On the road, the SLR has plenty of character. The stack is low (584mm) and the reach in long (391mm). With proven racy angles of parallel 73 degrees and a short wheelbase of just 6mm over the meter, it’s a sharp, nimble companion. Get out of the saddle and sprint, and the SLR responds with a rigid, unforgiving response with n side-to-side flex when you’re really hammering. That also proves itself when you start to climb, sitting in and spinning on the well-chosen gearing (50/34, 11-30) feels positive, but get out of the saddle to up your pace and cadence and the SLR responds with real vigour.
Like most of its rivals here (bar the smooth steel Genesis), the SLR is a firm ride. Over broken surfaces, it can be a little ‘choppy’, but here Boardman has been clever in speccing 28c tyres, which you can run race firm and get the benefit of low rolling resistance. When the road surface remains rough, you can drop the Psi a little and enjoy plenty more comfort. I do have a few niggles. The chunky box section chainstays, which are asymmetric, meant that I occasionally scrubbed the heel of my shoe, slightly polishing the chainstay finish. I found the alloy bar a little firm and slim with the nicely sticky rubbery bar tape a touch on the thin side. But these are very minor niggles with what is a good-value bike at the performance end of the endurance spectrum.
“Boardman should be congratulated for including so much tech at this price” “Boardman’s reputation for value and performance continues.” - It’s quick to turn and accelerate, and it doesn’t beat you up over big distances… and it’s good value.
GROUP TEST WINNER
“It’s been a struggle to pick a champ in this test.
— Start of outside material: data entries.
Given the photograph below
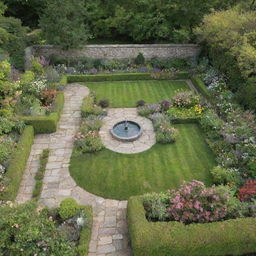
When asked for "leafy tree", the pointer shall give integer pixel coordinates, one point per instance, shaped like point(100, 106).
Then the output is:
point(230, 39)
point(26, 10)
point(64, 23)
point(12, 38)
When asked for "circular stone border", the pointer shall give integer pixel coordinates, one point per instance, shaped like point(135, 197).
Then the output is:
point(143, 143)
point(125, 139)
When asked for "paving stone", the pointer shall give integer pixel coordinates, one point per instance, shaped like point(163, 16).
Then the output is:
point(109, 230)
point(110, 222)
point(103, 240)
point(106, 248)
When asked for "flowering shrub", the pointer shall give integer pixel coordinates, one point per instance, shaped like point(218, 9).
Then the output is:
point(140, 103)
point(225, 176)
point(149, 109)
point(193, 202)
point(185, 99)
point(48, 97)
point(165, 105)
point(166, 134)
point(194, 112)
point(104, 103)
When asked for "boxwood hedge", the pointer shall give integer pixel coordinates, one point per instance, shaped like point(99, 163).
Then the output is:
point(46, 124)
point(231, 237)
point(117, 77)
point(18, 164)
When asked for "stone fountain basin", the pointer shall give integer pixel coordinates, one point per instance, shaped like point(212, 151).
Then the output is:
point(126, 131)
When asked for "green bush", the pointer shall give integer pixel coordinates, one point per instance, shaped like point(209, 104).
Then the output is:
point(174, 238)
point(27, 231)
point(118, 77)
point(40, 174)
point(18, 164)
point(85, 235)
point(68, 208)
point(139, 60)
point(46, 124)
point(201, 87)
point(224, 176)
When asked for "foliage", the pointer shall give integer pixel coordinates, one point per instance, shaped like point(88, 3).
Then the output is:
point(195, 112)
point(63, 23)
point(48, 97)
point(104, 103)
point(156, 205)
point(139, 60)
point(68, 208)
point(191, 203)
point(40, 174)
point(230, 38)
point(185, 99)
point(125, 77)
point(225, 176)
point(25, 229)
point(174, 238)
point(140, 103)
point(18, 164)
point(46, 124)
point(165, 105)
point(166, 134)
point(13, 39)
point(149, 109)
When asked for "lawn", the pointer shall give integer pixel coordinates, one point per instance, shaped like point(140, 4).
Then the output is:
point(127, 93)
point(119, 176)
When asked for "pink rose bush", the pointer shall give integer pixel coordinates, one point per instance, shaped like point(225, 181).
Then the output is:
point(193, 202)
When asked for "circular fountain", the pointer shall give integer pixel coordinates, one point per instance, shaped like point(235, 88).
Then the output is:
point(126, 131)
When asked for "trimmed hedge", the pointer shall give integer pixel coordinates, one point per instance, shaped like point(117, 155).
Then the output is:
point(200, 86)
point(46, 124)
point(185, 120)
point(85, 235)
point(118, 77)
point(231, 237)
point(18, 164)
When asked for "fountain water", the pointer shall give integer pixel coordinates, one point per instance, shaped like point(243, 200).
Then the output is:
point(126, 131)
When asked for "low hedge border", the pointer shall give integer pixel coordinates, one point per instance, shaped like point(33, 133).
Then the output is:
point(185, 120)
point(18, 164)
point(200, 86)
point(118, 77)
point(231, 237)
point(46, 124)
point(85, 235)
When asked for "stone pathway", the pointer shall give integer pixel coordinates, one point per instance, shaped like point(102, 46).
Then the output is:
point(144, 142)
point(109, 232)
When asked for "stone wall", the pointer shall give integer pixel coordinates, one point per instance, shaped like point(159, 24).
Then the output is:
point(125, 51)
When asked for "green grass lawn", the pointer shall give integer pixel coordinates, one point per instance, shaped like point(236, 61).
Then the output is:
point(127, 93)
point(119, 176)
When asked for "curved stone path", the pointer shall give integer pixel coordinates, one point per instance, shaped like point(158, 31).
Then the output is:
point(144, 142)
point(109, 232)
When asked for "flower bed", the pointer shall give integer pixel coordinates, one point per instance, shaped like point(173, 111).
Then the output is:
point(122, 77)
point(175, 238)
point(47, 123)
point(63, 231)
point(229, 130)
point(17, 164)
point(87, 140)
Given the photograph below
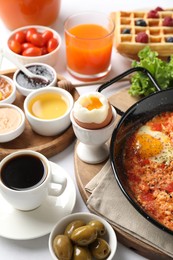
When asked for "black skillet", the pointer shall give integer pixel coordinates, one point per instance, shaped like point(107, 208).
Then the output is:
point(137, 114)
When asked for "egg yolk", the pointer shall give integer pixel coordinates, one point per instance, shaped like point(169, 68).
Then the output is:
point(91, 103)
point(148, 146)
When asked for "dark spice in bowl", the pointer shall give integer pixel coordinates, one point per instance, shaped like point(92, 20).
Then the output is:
point(31, 83)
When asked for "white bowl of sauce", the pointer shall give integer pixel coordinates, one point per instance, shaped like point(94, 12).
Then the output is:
point(7, 90)
point(48, 110)
point(12, 123)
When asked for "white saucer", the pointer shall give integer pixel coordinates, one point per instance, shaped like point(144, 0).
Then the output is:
point(22, 225)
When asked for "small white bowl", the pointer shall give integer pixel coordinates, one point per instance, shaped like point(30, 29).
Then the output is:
point(26, 90)
point(49, 127)
point(15, 131)
point(11, 98)
point(50, 58)
point(59, 228)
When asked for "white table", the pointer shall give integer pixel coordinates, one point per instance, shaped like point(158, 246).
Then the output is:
point(37, 249)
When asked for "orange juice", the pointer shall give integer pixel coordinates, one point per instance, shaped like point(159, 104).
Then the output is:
point(18, 13)
point(88, 49)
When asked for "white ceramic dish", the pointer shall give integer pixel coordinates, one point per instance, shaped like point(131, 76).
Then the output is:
point(59, 228)
point(49, 127)
point(20, 225)
point(50, 58)
point(26, 91)
point(11, 98)
point(18, 130)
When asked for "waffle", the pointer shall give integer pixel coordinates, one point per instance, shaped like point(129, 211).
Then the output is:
point(158, 34)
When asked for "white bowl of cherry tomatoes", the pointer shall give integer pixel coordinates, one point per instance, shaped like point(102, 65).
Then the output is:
point(34, 43)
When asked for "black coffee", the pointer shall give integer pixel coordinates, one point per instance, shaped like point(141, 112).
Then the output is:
point(22, 172)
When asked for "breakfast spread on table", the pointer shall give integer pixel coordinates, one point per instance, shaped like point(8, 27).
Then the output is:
point(146, 37)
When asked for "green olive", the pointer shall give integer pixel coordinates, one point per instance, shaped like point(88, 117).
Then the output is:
point(81, 253)
point(100, 248)
point(84, 235)
point(62, 247)
point(72, 226)
point(99, 227)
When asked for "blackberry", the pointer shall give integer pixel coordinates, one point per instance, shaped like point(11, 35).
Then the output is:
point(126, 31)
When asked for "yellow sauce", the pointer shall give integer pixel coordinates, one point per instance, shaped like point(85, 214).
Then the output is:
point(48, 106)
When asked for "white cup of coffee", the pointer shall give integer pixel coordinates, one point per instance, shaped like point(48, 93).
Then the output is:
point(26, 179)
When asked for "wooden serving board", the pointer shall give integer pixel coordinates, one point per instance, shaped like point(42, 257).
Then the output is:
point(85, 172)
point(48, 146)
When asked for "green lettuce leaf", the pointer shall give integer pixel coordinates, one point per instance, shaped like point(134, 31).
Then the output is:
point(161, 70)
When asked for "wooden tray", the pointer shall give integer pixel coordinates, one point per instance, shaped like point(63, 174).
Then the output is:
point(85, 172)
point(48, 146)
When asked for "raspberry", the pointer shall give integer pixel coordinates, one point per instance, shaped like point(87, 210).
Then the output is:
point(140, 22)
point(159, 9)
point(126, 31)
point(169, 39)
point(142, 37)
point(153, 14)
point(168, 21)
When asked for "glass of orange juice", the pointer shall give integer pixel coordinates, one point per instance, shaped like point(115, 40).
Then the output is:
point(19, 13)
point(89, 40)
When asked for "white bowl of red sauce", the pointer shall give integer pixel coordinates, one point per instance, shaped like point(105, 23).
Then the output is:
point(7, 90)
point(34, 44)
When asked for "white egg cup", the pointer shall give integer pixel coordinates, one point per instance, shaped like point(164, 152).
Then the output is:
point(93, 147)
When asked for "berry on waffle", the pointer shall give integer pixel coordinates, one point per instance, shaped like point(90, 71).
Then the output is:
point(134, 30)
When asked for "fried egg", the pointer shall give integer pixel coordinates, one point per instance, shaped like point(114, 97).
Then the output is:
point(92, 111)
point(154, 145)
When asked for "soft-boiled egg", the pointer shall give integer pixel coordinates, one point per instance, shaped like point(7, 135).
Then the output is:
point(92, 111)
point(154, 145)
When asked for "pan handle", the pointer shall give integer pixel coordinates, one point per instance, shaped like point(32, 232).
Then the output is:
point(127, 72)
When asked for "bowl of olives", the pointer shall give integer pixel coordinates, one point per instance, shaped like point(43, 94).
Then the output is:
point(82, 236)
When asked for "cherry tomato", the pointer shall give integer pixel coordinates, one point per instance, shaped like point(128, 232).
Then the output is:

But needs must, and a winner has to be chosen so the keeper of the gong this issue is Boardman’s SLR 9.2 Disc. It balances everything this tester like about a bike: it’s quick to turn and accelerate, and it doesn’t beat you up over big distances and, most importantly, it’s damn good value to boot.
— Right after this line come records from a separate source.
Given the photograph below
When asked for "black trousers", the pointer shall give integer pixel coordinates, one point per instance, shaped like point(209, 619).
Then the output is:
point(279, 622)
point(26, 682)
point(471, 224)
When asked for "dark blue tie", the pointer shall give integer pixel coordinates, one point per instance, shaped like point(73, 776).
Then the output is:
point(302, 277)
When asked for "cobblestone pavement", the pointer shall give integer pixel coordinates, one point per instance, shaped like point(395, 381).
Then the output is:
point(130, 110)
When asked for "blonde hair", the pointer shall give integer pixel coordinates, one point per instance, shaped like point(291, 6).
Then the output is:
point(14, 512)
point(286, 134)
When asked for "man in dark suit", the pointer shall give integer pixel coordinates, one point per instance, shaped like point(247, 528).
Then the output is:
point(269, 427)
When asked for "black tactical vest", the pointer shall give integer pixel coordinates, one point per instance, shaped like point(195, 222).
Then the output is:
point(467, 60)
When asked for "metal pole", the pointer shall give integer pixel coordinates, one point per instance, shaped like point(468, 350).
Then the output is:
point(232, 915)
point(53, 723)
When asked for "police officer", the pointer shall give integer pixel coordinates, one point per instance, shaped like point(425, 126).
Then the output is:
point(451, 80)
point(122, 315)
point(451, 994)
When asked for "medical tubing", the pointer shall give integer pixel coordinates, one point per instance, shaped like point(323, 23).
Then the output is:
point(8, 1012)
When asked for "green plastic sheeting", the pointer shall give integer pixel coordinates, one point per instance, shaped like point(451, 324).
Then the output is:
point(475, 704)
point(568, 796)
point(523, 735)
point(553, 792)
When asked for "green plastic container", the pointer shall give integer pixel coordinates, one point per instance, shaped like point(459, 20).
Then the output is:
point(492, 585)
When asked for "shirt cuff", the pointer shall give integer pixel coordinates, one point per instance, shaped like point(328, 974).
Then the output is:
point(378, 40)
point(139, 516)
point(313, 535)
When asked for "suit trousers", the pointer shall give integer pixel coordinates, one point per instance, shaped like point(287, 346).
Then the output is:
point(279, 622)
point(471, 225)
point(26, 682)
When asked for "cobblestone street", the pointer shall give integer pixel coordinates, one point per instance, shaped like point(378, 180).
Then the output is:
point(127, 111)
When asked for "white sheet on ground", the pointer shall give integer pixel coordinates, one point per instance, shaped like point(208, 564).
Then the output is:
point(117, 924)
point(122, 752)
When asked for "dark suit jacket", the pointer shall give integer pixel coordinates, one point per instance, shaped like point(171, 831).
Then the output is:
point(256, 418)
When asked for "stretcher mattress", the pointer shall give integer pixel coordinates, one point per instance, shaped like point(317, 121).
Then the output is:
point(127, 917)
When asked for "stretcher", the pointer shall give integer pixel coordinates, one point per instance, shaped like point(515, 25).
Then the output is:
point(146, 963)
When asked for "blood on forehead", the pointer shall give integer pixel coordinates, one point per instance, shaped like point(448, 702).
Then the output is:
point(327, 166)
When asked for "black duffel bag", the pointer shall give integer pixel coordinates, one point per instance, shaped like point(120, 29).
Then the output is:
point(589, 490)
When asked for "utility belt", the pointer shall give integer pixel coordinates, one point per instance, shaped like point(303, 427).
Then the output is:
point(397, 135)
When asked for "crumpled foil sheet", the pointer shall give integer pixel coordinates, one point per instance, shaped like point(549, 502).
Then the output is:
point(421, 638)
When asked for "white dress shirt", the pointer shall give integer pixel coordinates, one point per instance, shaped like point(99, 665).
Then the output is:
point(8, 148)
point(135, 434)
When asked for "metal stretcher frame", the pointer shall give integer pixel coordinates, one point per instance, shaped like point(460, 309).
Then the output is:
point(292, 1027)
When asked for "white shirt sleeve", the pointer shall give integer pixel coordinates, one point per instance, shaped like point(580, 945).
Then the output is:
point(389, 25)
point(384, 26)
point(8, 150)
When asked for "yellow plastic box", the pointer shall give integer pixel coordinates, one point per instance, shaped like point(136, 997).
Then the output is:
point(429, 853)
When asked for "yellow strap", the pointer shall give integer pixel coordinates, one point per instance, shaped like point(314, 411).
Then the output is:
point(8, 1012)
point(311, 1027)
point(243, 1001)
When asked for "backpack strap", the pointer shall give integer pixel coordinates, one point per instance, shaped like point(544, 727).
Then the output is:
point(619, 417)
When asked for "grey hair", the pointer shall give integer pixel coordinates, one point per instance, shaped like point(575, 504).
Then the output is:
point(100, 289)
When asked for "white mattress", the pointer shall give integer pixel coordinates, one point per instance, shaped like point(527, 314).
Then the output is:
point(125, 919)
In a world of tech-laden bikes from the new world that puts Europe’s heritage in racing in the background, it’s easy to forget the here in the UK we still have a buzzing bike scene. What’s most encouraging, however, is just how good this collection of British bikes is. In the tester’s humble opinion, these five are good enough to take on bikes from the biggest brands the world over; and in these uncertain times, that’s a real positive.